Sur le trouble manifestement illicite
L’article 835 du code de procédure civile énonce que le président du tribunal judiciaire ou le juge des contentieux de la protection dans les limites de sa compétence peuvent toujours, même en présence d’une contestation sérieuse, prescrire en référé les mesures conservatoires ou de remise en état qui s’imposent, soit pour prévenir un dommage imminent, soit pour faire cesser un trouble manifestement illicite.
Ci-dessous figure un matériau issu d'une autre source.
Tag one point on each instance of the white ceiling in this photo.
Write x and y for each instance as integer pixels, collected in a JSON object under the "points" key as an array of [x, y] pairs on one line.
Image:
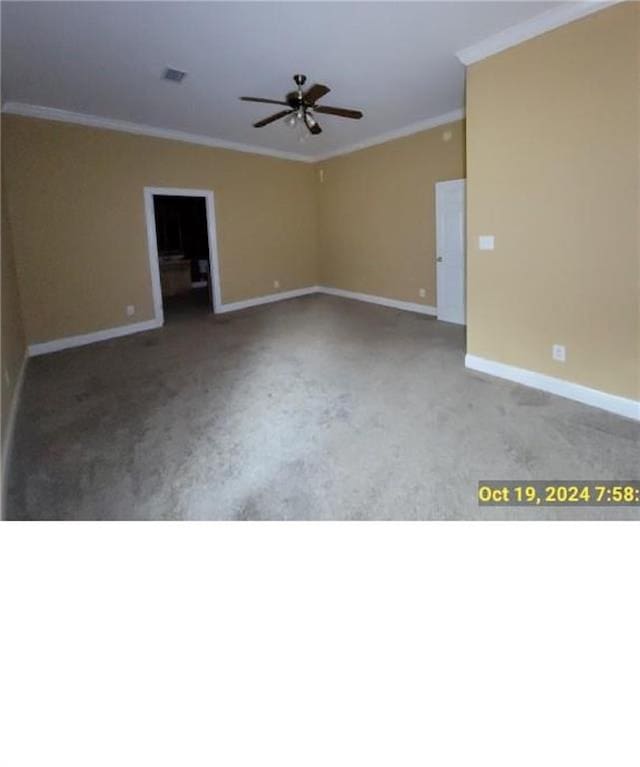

Dès lors que le trouble consiste en l’espèce dans l’occupation sans droit ni titre qui est invoquée par les appelants, et que celle-ci fait l’objet d’une contestation sérieuse, il ne peut être considéré que l’illicéité est manifeste, de sorte qu’il ne pourra pas plus être fait droit aux demandes des appelants sur ce fondement.
Sur les autres demandes
Les appelants seront condamnés aux dépens d’appel, ainsi qu’à payer à chacun des intimés la somme de 1 000 euros en application de l’article 700 du code de procédure civile.
Par ces motifs
Statuant contradictoirement, après débats en audience publique,
Rejette les demandes de sursis à statuer ;
Confirme en toutes ses dispositions l’ordonnance rendue le 04 janvier 2023 par le juge des référés du tribunal judiciaire de Lons le saunier ;
Condamne M. [U] [B] et M. [T] [B] aux dépens d’appel ;
Condamne M. [U] [B] et M. [T] [B] à payer à M. [E] [X], M. [T] [X] et M. [M] [X] la somme de 1 000 euros chacun en application de l’article 700 du code de procédure civile.
Ledit arrêt a été signé par Michel Wachter, président de chambre, magistrat ayant participé au délibéré et Fabienne Arnoux, greffier.